Arriva un po’ come un piccolo regalo a sorpresa questo “Cotillions”, terzo album solista di William Patrick Corgan (per gli amici Billy). Ad annunciarne l’uscita è stato lo stesso frontman degli Smashing Pumpkins, tramite un post pubblicato all’inizio di novembre sul suo account Instagram. Una manciata di righe per presentare l’ultima fatica e, tanto per cambiare, attaccare i perfidi mass media, colpevoli di avergli stroncato le recenti uscite discografiche.

Sotto il veleno, un consiglio esplicito: ascoltate questo lavoro senza fidarvi delle recensioni. Mi pare difficile credere che l’accoglienza a dir poco tiepida ricevuta solo un anno fa da “Shiny and Oh So Bright, Vol. 1” sia tutta da imputare ai pareri negativi di una buona parte della critica. La verità  è che la verve di Corgan si è definitivamente eclissata, almeno per quanto riguarda la sua riformata e pluri-rimaneggiata band. Quando opera in autonomia, tuttavia, le cose sembrano andare diversamente.

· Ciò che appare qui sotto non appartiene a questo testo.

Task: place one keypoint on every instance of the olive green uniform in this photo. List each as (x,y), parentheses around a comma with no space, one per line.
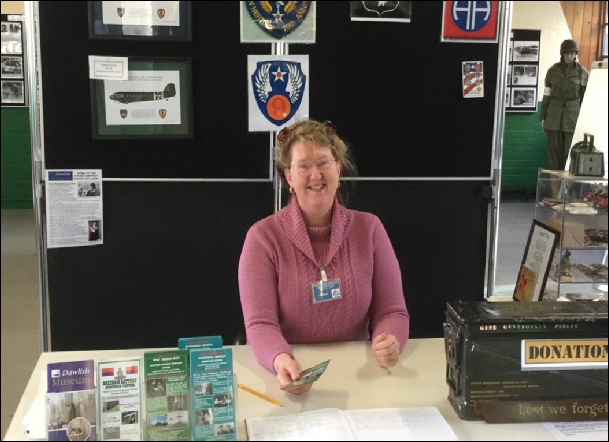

Recuperando le sonorità  acustiche e la dimensione folk che nel 2017 caratterizzarono il riuscito “Ogilala”, le diciassette canzoni di “Cotillions” servono a ricordarci di che stoffa sia fatto il permalosissimo zuccone di Chicago. Oltre gli eccessi, i progetti inutilmente mastodontici (vi ricordate il già  abbandonato “Teargarden by Kaleidyscope”?) e i litigi a destra e manca, resta l’autore di razza. Un musicista sopraffino che, pur non brillando più come ai vecchi tempi, è ancora in grado di trasmettere emozioni, soprattutto quando decide di ridurre all’osso la proposta.

Una chitarra, un pianoforte, occasionalmente qualche corista ad armonizzare le melodie: tanto basta a Billy Corgan per dar forma a ballate intense e avvolgenti, in costante bilico tra un calore capace di sciogliere persino i cuori di pietra e una sottile malinconia. Il nume tutelare è Neil Young, dal quale vengono ripresi gli aspetti per così dire più “rustici”, vicini alle radici della grande scuola folk americana (“To Scatter One’s Own”, “Faithless Darlin'” e “Colosseum”).

La vera, grande novità  che ci porta in dote “Cotillions” è però rappresentata dall’esplosione di violini, banjo e lap steel che colora di country le note di tante tracce, tra le quali spiccano sicuramente la vivace “Jubilee”, l’amara “Hard Times” e “Cri De Coeur”, dal respiro antico e celtico. Questa alquanto inedita versione di Corgan potrebbe spiazzare i fan più appassionati degli Smashing Pumpkins, abituati a quella splendida ricchezza sonora che, dai fasti di “Siamese Dream” e “Mellon Collie and the Infinite Sadness”, si era ormai trasformata in fastidiosa magniloquenza.

Qui, fortunatamente, dominano   un’intimità  e un bisogno di semplicità  che esaltano le doti compositive del buon William Patrick: non più un genio tormentato dell’alternative rock, ma un raffinato songwriter, autore di un album troppo lungo ma davvero molto piacevole.